Examples of detachment:
•Not making excuses for them
•Letting them handle their own problems
•Not riding in a car with them when drinking
•Removing yourself and children before they become violent
What makes detaching so difficult?
•Assuming something bad will happen
•Thinking you know how to fix it
•Feeling overly responsible for the outcome
•Not trusting that things will change
•Not having the support or tools to practice it
The Pain of Letting Go
When you try to assert control, the situation gets worse. The stress of trying to fix what isn’t yours is exhausting. Anxiety, depression, people pleasing, poor self-care and difficulty setting boundaries are all signs of codependency that stem from issues of control. Learning how to let go and redirect the focus back to you helps.
How to Start Healing
If you are tired of being sick and tired there is a wonderful resource in Al-Anon. It’s a free support group that helps families struggling with addiction. Anyone struggling with relationship problems can learn helpful tools there. They also have groups for children effected by addiction.
Tips on detaching:
•Silence helps. Ask yourself, how important is it?
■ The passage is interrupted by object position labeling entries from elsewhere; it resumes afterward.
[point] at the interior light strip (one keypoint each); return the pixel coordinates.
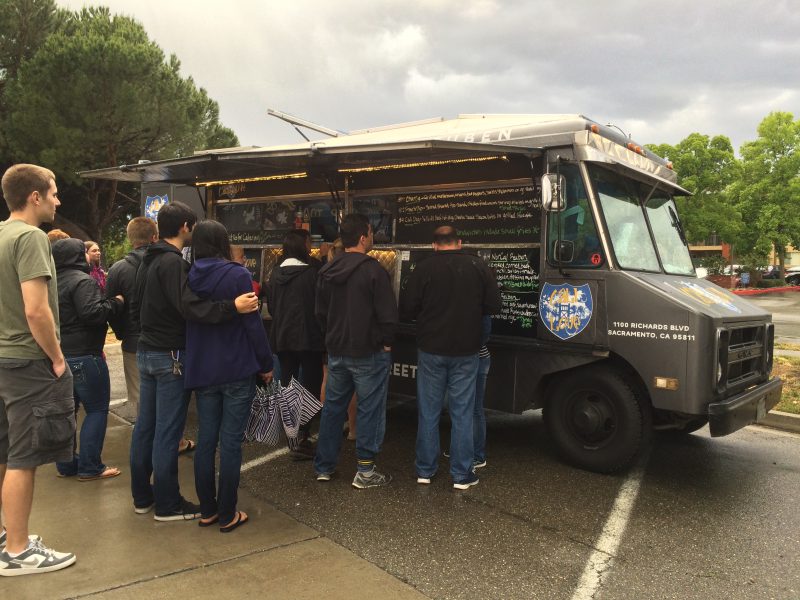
(253, 179)
(422, 164)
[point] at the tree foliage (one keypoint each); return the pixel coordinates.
(98, 93)
(768, 191)
(706, 167)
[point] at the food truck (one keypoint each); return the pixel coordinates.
(605, 325)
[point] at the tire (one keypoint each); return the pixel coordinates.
(596, 419)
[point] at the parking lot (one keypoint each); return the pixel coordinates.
(698, 518)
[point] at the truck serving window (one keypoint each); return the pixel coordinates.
(575, 225)
(668, 232)
(621, 199)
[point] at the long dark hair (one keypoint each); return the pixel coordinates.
(294, 245)
(210, 240)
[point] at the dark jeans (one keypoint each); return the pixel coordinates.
(159, 427)
(91, 388)
(369, 378)
(223, 411)
(455, 376)
(306, 368)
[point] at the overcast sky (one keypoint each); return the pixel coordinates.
(658, 70)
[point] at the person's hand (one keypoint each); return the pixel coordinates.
(246, 303)
(59, 366)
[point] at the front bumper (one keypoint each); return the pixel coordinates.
(744, 409)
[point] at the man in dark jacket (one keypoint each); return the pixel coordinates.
(357, 311)
(448, 293)
(164, 303)
(84, 322)
(121, 280)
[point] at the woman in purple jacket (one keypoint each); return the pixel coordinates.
(222, 362)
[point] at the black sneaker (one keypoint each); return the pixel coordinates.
(36, 558)
(187, 512)
(467, 482)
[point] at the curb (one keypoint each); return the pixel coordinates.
(759, 291)
(781, 420)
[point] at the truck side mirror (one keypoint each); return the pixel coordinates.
(553, 192)
(564, 251)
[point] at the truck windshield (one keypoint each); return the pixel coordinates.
(668, 232)
(620, 199)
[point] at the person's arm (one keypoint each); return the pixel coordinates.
(41, 321)
(385, 308)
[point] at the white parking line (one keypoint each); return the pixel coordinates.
(262, 459)
(605, 549)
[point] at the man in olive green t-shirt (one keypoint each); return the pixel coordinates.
(37, 410)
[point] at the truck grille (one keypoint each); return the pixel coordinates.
(744, 356)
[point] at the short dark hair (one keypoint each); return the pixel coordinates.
(210, 240)
(20, 181)
(352, 228)
(171, 218)
(445, 235)
(141, 231)
(294, 245)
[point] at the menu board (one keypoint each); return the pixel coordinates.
(268, 222)
(516, 271)
(517, 276)
(488, 216)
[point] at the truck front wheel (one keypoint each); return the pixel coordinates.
(596, 419)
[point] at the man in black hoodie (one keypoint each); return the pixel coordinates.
(164, 302)
(356, 309)
(448, 293)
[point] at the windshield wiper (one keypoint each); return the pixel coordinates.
(677, 225)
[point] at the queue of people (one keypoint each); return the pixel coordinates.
(195, 328)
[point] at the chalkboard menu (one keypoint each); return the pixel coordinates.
(252, 262)
(488, 216)
(516, 273)
(268, 222)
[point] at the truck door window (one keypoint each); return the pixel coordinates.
(668, 233)
(627, 227)
(576, 224)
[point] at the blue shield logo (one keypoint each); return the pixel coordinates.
(565, 309)
(152, 204)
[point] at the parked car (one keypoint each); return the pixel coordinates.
(792, 275)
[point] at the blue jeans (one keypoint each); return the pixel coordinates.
(223, 411)
(479, 416)
(159, 427)
(91, 388)
(369, 378)
(456, 376)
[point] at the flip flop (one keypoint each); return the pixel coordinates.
(241, 519)
(107, 474)
(209, 521)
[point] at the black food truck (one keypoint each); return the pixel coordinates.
(604, 325)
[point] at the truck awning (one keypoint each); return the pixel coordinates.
(222, 166)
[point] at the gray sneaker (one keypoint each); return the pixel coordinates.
(35, 559)
(3, 536)
(370, 479)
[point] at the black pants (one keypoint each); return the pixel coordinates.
(306, 367)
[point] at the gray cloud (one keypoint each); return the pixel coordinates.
(658, 70)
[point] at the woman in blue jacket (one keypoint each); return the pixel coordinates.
(222, 363)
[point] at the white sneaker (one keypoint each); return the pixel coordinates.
(36, 558)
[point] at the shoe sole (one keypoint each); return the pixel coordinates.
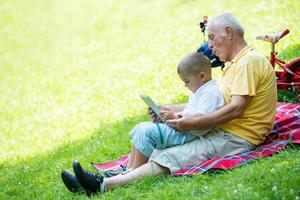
(69, 182)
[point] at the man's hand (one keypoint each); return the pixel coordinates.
(181, 124)
(154, 117)
(167, 113)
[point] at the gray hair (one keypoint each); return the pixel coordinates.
(227, 18)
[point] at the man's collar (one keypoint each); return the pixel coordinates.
(245, 50)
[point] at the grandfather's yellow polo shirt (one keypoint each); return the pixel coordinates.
(250, 73)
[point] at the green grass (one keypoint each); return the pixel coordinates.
(71, 73)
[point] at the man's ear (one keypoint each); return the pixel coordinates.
(229, 32)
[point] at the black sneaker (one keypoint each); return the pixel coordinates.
(71, 181)
(114, 172)
(90, 182)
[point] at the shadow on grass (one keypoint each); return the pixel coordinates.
(39, 176)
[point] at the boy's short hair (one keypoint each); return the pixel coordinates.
(194, 63)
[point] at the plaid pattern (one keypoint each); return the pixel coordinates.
(286, 130)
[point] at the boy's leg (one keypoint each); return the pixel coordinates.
(150, 168)
(131, 157)
(148, 136)
(139, 159)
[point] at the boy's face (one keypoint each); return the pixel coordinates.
(193, 81)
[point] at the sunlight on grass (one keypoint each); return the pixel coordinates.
(71, 72)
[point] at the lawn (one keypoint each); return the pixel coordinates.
(71, 73)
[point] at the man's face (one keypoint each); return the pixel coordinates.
(218, 42)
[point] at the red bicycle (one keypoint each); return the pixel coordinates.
(288, 77)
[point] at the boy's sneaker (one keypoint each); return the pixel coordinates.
(71, 181)
(92, 183)
(122, 169)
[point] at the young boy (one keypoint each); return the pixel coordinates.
(195, 71)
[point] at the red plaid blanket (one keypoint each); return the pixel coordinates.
(286, 130)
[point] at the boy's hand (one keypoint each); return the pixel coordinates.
(154, 117)
(180, 124)
(167, 113)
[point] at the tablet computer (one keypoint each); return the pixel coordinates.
(152, 105)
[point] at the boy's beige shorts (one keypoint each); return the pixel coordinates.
(216, 143)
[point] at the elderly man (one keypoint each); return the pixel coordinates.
(249, 88)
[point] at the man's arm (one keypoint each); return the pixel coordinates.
(225, 114)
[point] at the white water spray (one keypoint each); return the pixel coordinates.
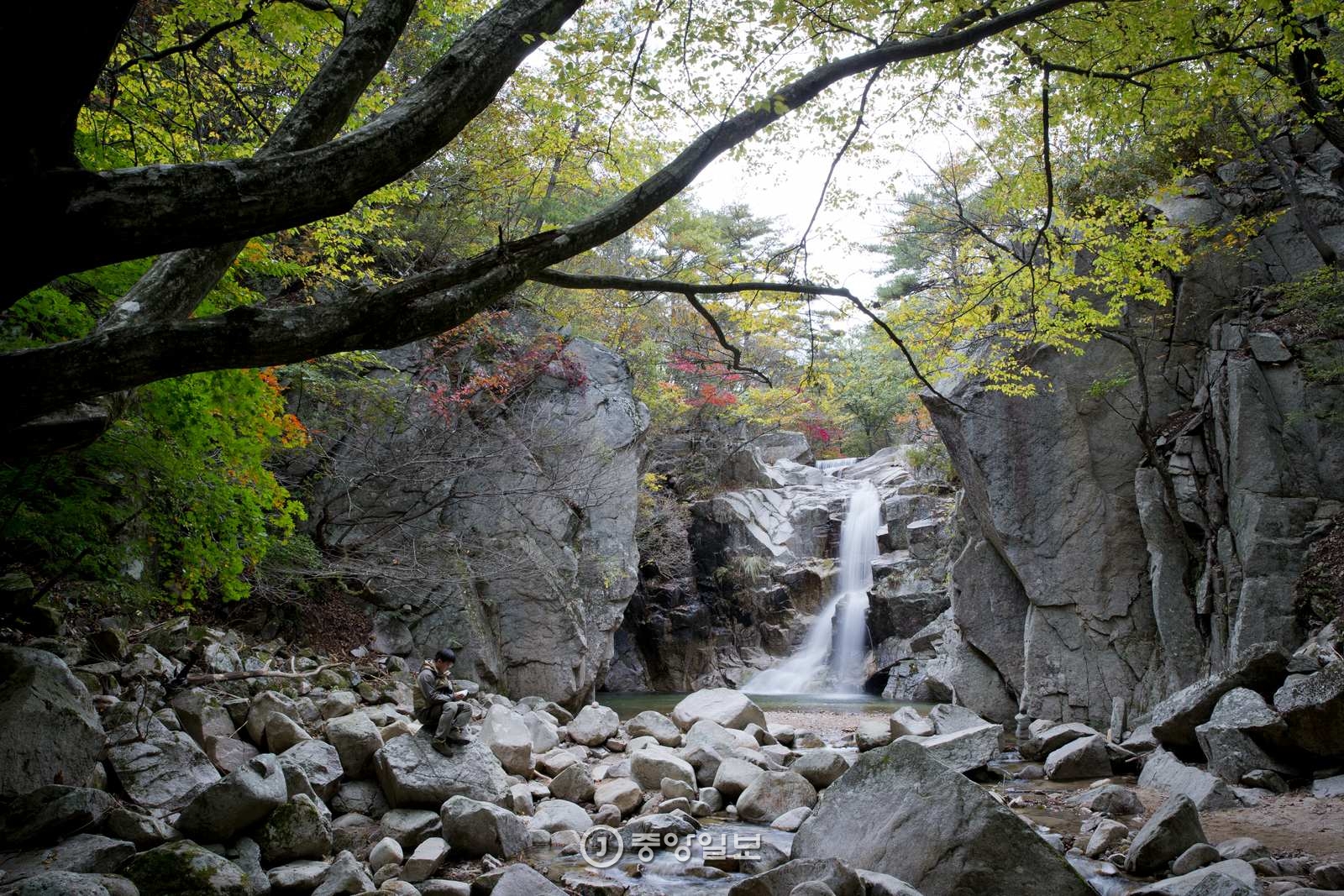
(839, 631)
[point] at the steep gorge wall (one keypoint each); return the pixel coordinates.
(1075, 547)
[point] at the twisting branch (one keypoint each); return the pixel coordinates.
(190, 46)
(905, 351)
(172, 207)
(179, 281)
(1046, 163)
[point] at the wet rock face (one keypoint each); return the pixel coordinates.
(763, 562)
(1115, 593)
(524, 528)
(878, 817)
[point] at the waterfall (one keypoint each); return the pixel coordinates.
(839, 631)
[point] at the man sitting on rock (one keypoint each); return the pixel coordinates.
(437, 705)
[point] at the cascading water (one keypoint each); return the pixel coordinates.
(839, 631)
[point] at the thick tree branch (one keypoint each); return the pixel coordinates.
(51, 378)
(178, 282)
(114, 215)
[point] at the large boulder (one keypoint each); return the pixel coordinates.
(1053, 738)
(82, 853)
(622, 793)
(186, 869)
(723, 705)
(734, 775)
(412, 773)
(1314, 711)
(49, 730)
(67, 883)
(593, 726)
(356, 739)
(1168, 774)
(299, 829)
(575, 783)
(781, 882)
(1261, 669)
(265, 705)
(158, 768)
(475, 828)
(559, 815)
(245, 797)
(655, 725)
(820, 766)
(1082, 758)
(1230, 878)
(1173, 829)
(53, 812)
(900, 812)
(773, 794)
(652, 765)
(523, 880)
(507, 736)
(967, 748)
(318, 762)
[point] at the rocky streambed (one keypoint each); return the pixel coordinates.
(190, 762)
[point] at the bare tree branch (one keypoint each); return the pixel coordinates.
(178, 282)
(54, 376)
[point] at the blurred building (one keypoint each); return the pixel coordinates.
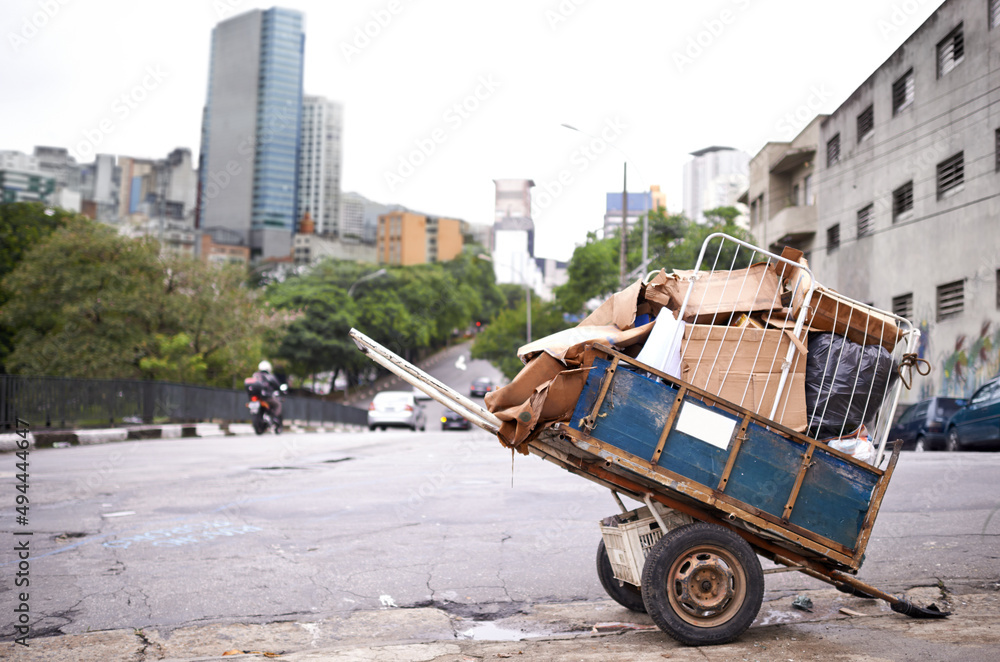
(319, 164)
(21, 179)
(639, 203)
(251, 127)
(222, 246)
(512, 247)
(782, 191)
(406, 237)
(359, 217)
(904, 181)
(715, 177)
(310, 248)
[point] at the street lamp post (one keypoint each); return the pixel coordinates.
(623, 270)
(527, 295)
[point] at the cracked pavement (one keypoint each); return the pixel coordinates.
(221, 550)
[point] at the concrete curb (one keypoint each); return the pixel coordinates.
(64, 438)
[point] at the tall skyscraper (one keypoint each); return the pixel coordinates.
(319, 165)
(250, 129)
(715, 177)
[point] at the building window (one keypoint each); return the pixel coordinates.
(833, 238)
(833, 150)
(866, 123)
(903, 306)
(951, 175)
(902, 202)
(865, 220)
(951, 50)
(902, 92)
(951, 300)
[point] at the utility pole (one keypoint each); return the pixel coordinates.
(622, 266)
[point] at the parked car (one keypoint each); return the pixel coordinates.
(922, 427)
(396, 409)
(454, 421)
(481, 387)
(977, 424)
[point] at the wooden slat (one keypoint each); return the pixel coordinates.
(801, 476)
(678, 401)
(876, 503)
(609, 376)
(737, 442)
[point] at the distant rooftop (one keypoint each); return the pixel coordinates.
(714, 148)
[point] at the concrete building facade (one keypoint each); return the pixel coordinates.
(21, 179)
(783, 190)
(715, 177)
(908, 194)
(319, 164)
(251, 127)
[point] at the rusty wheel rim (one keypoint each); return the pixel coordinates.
(706, 586)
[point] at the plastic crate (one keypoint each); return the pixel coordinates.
(628, 543)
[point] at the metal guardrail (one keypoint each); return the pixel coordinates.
(62, 403)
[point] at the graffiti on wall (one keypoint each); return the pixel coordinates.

•Recognize that helping doesn’t work.
•Do something for YOURSELF instead.
•Refrain from giving advice or preventing their pain.
•Leave the room if you have to. It will save your sanity in the long run.
•Keep children safe by minimizing exposure to abusive behavior.
Detaching with love implies stepping out of the way. It takes an effort to let go of the anger that’s underneath the desire to control. Learn to delineate between the person and the behavior. An addict has a disease much like mental illness. They cannot control their behavior but they are responsible for their choices. It’s a delicate balance between offering help and accepting their power of choice without judgment.
“Live and Let Live”, a popular 12 step saying, reminds us that despite having good intentions, sometimes letting go is the kindest solution you can offer.